Menjadi Waria Di Negeri Kangguru

Zizan
Chapter #2

Bab 2 Malam Kelam

Dinginnya udara malam Melbourne terasa menusuk tulang, berpadu dengan firasat buruk yang sejak tadi menghimpit dada Erwin. Ia mempercepat langkahnya, suara sepatu usangnya memecah keheningan gang sempit itu, berharap segera tiba di apartemennya yang terasa seperti satu-satunya tempat aman di dunia. Tubuhnya remuk redam, setiap otot terasa nyeri setelah shift kerja yang panjang dan melelahkan.


Pikirannya kosong, hanya ingin rebah di kasur dan melupakan hiruk pikuk hari itu. Namun, firasat aneh itu tak kunjung hilang, seolah ada sepasang mata yang mengawasi dari balik kegelapan. Ia melirik ke belakang, tidak ada siapa-siapa, hanya bayangan panjang tiang listrik yang menari-nari di dinding kusam. Ia menarik napas dalam, mencoba menenangkan jantungnya yang berdegup tak karuan. Ini hanya lelah, bisiknya dalam hati, hanya imajinasinya saja.


Namun, belum sempat Erwin mencapai ujung gang, sebuah bayangan besar tiba-tiba muncul dari balik tumpukan sampah yang menjulang tinggi di sisi jalan. Sosok tinggi kekar itu muncul tanpa suara, lalu disusul oleh empat bayangan lain di belakangnya. Seketika, gang yang tadinya sunyi berubah menjadi mencekam. Napas Erwin tercekat. Ia mencoba mundur, namun tubuhnya sudah keburu dikepung. Kelima pria itu berpostur tinggi dan kekar, dengan kulit gelap legam, wajah mereka samar di bawah remangnya cahaya lampu jalan, namun sorot mata mereka yang berkilat penuh hasrat dan keganasan terpancar jelas. Aroma alkohol dan keringat menguar dari tubuh mereka, menusuk hidung Erwin, menambah ketakutannya.


Salah satu dari mereka maju selangkah, menatap Erwin dari atas ke bawah. Tatapan matanya seperti menelanjangi, membuat Erwin merasa jijik dan tak berdaya. Pria itu menyeringai, menunjukkan giginya yang putih kontras dengan kulitnya yang gelap. "Hey, pretty lady, all alone?" ("Hei, nona manis, sendirian saja?"), suaranya berat, serak, dan penuh ancaman.
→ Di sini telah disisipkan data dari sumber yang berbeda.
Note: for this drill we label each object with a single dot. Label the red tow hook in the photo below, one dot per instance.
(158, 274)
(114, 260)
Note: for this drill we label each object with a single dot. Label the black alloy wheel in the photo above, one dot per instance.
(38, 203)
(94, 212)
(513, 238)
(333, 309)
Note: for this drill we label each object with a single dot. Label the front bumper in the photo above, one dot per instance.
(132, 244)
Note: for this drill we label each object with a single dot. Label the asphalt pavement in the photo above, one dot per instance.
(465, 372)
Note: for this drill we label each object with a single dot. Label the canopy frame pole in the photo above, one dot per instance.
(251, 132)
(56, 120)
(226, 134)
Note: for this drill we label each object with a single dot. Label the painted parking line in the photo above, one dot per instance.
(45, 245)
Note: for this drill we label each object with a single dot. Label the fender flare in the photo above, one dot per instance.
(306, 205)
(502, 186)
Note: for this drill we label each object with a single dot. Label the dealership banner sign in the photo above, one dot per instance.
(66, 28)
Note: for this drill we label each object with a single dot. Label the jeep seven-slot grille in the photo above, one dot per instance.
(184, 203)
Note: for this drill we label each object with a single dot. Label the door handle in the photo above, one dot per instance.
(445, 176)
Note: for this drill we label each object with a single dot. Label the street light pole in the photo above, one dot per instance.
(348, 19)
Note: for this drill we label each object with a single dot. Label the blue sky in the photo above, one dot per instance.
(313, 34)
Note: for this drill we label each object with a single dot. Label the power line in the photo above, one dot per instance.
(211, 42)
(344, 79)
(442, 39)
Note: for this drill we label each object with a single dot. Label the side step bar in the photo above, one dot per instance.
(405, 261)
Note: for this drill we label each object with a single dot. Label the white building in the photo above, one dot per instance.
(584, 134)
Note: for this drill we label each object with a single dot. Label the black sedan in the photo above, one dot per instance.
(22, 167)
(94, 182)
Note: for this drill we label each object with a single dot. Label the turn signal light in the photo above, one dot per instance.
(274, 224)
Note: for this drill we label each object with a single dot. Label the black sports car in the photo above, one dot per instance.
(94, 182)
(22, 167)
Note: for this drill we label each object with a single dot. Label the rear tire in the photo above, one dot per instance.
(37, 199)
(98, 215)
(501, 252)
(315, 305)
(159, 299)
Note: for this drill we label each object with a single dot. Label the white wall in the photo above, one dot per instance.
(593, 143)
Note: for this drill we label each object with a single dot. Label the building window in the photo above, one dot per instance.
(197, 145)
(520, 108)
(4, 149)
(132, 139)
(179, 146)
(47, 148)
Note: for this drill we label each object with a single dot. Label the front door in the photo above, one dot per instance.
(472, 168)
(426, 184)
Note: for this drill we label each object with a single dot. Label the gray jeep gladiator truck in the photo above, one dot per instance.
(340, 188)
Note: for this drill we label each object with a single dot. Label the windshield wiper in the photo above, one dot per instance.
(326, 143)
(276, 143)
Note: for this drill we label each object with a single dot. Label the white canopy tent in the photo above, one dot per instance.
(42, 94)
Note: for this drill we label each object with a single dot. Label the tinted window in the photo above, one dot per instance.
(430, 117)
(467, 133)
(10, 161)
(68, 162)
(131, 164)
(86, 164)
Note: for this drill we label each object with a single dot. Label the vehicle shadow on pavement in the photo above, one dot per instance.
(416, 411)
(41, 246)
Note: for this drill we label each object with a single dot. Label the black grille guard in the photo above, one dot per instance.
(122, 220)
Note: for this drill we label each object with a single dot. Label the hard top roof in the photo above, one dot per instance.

Erwin terdiam, kaget. Nona manis? Mereka mengira dirinya perempuan. Tentu saja, dengan rambut gondrong sebahu, tubuh yang ramping, dan wajahnya yang terkesan lembut, di bawah cahaya remang memang bisa terjadi salah sangka. Ketakutan itu berpadu dengan rasa panik. Ia harus melarikan diri.


Sebelum Erwin sempat bereaksi, salah satu dari mereka yang lain dengan cepat menarik lengannya, cengkeramannya begitu kuat hingga rasanya tulang-tulangnya akan remuk. Erwin meronta, mencoba melepaskan diri, berteriak minta tolong. Namun, suaranya tercekat di tenggorokan, terlalu kecil untuk memecah keheningan gang itu. Pria lain membekap mulutnya, menekan dengan kuat hingga napasnya tersendat. Perlawanannya sia-sia. Lima tubuh kekar itu mengimpitnya, menyeretnya mundur, masuk lebih dalam ke dalam kegelapan. Erwin hanya bisa melihat kilatan mata mereka yang lapar dan seringai kejam di wajah-wajah yang tak dikenalnya. Ia mencium bau busuk yang kuat, bau sampah, tanah lembap, dan sesuatu yang aneh.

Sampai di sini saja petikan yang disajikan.